SK Hynix Breaks Ground on World's Largest HBM Packaging Plant With $13 Billion Investment
SK Hynix has commenced construction on its P&T7 (Packaging & Testing 7) facility in Cheongju, South Korea — a 19 trillion won ($12.9 billion) advanced packaging plant that will become the largest HBM assembly and test facility in the world upon completion. Spanning approximately 231,000 square meters, P&T7 dwarfs SK Hynix's existing $3.9 billion Indiana packaging site (39,948 sqm) by a factor of nearly six. Full operations are targeted by end of 2027, with equipment orders already placed as of February 2026.

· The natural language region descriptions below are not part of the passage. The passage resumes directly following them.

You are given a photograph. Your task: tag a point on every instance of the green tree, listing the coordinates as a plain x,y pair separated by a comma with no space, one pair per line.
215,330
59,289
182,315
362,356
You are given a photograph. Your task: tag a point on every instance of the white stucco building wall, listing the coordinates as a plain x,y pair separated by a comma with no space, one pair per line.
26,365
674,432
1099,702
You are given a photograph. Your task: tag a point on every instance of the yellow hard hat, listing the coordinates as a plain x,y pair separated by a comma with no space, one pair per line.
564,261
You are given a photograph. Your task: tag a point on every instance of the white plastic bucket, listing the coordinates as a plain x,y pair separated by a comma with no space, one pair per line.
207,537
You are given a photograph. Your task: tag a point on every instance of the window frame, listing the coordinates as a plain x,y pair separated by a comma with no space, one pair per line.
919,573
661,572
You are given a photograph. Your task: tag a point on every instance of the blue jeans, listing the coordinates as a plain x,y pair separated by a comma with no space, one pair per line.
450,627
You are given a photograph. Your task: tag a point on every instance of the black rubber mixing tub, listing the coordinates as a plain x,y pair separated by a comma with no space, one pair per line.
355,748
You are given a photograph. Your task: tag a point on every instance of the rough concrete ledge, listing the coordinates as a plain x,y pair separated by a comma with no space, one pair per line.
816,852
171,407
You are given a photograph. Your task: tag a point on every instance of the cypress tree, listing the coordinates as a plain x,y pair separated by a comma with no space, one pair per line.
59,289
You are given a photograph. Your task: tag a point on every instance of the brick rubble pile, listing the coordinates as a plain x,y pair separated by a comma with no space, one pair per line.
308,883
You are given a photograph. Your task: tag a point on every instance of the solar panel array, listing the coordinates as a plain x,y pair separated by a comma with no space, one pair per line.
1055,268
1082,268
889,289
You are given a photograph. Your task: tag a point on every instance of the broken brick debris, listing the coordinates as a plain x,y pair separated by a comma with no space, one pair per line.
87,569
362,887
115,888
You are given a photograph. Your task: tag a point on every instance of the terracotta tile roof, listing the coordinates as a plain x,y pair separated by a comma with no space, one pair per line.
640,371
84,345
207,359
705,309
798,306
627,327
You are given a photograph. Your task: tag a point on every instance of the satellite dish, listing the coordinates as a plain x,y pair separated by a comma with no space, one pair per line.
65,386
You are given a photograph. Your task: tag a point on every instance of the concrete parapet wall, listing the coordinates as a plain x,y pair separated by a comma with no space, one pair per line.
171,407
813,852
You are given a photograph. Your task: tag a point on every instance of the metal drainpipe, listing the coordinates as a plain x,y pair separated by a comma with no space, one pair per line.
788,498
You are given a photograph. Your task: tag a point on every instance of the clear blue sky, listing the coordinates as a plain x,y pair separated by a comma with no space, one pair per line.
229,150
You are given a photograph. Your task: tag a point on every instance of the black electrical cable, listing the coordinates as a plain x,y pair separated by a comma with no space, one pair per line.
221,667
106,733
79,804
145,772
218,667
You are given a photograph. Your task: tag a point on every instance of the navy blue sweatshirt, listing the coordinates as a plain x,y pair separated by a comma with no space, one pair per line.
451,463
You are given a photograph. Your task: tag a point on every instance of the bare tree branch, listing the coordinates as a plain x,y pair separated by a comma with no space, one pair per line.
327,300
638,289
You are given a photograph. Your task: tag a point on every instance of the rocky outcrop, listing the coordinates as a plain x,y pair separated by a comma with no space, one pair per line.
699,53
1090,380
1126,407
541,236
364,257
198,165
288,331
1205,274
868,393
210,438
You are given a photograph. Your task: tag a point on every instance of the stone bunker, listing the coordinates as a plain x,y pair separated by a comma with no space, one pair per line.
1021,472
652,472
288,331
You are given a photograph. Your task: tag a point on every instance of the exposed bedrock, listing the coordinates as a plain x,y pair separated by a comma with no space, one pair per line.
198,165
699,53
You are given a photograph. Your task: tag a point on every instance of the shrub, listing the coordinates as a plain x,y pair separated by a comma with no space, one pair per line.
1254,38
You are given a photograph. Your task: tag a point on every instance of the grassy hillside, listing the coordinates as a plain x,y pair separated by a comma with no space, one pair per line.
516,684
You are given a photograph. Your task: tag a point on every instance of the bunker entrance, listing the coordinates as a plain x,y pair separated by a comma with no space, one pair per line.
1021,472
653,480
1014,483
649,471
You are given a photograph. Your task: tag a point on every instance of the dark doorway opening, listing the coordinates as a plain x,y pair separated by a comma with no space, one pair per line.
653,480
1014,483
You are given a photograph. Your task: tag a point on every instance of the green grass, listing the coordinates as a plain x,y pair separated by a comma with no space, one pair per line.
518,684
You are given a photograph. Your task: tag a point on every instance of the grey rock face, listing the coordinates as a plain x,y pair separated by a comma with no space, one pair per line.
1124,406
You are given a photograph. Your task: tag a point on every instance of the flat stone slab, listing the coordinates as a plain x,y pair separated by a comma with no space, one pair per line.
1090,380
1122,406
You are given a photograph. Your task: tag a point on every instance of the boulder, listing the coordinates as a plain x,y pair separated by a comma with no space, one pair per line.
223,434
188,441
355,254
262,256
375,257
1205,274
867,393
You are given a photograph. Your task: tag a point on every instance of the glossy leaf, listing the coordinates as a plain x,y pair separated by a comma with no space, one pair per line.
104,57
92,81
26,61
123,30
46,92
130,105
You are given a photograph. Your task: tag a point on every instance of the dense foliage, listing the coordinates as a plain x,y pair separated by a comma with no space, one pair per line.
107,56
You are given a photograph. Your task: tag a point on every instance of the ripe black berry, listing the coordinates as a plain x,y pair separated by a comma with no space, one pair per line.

The facility will specialize in 2.5D advanced packaging with through-silicon vias (TSVs), the stacking technology at the heart of HBM production. P&T7 will operate in physical and logistical integration with the adjacent M15X memory fab, creating an end-to-end HBM production campus. SK Hynix projects this is the worst HBM supply shortage on record, with demand from AI accelerator vendors — led by NVIDIA's Blackwell and Vera Rubin platforms — outpacing production capacity. The company currently supplies more than 50% of global HBM and is projecting HBM demand will grow at a 33% CAGR from 2025 to 2030.
The investment underscores the strategic importance of advanced packaging as a bottleneck in the AI semiconductor supply chain. Unlike logic wafer fabrication — where TSMC and Samsung are the gatekeepers — HBM packaging requires specialized TSV bonding infrastructure that takes years to build and qualify. SK Hynix's Cheongju campus will run HBM4 and future HBM4E production for clients including NVIDIA, AMD, and potentially Google TPU. TrendForce notes that the P&T7 ramp, combined with SK Hynix's existing capacity, positions the company to supply approximately 60% of global HBM output by 2028 — a dominance that could prove strategically critical if geopolitical tensions around Taiwan escalate.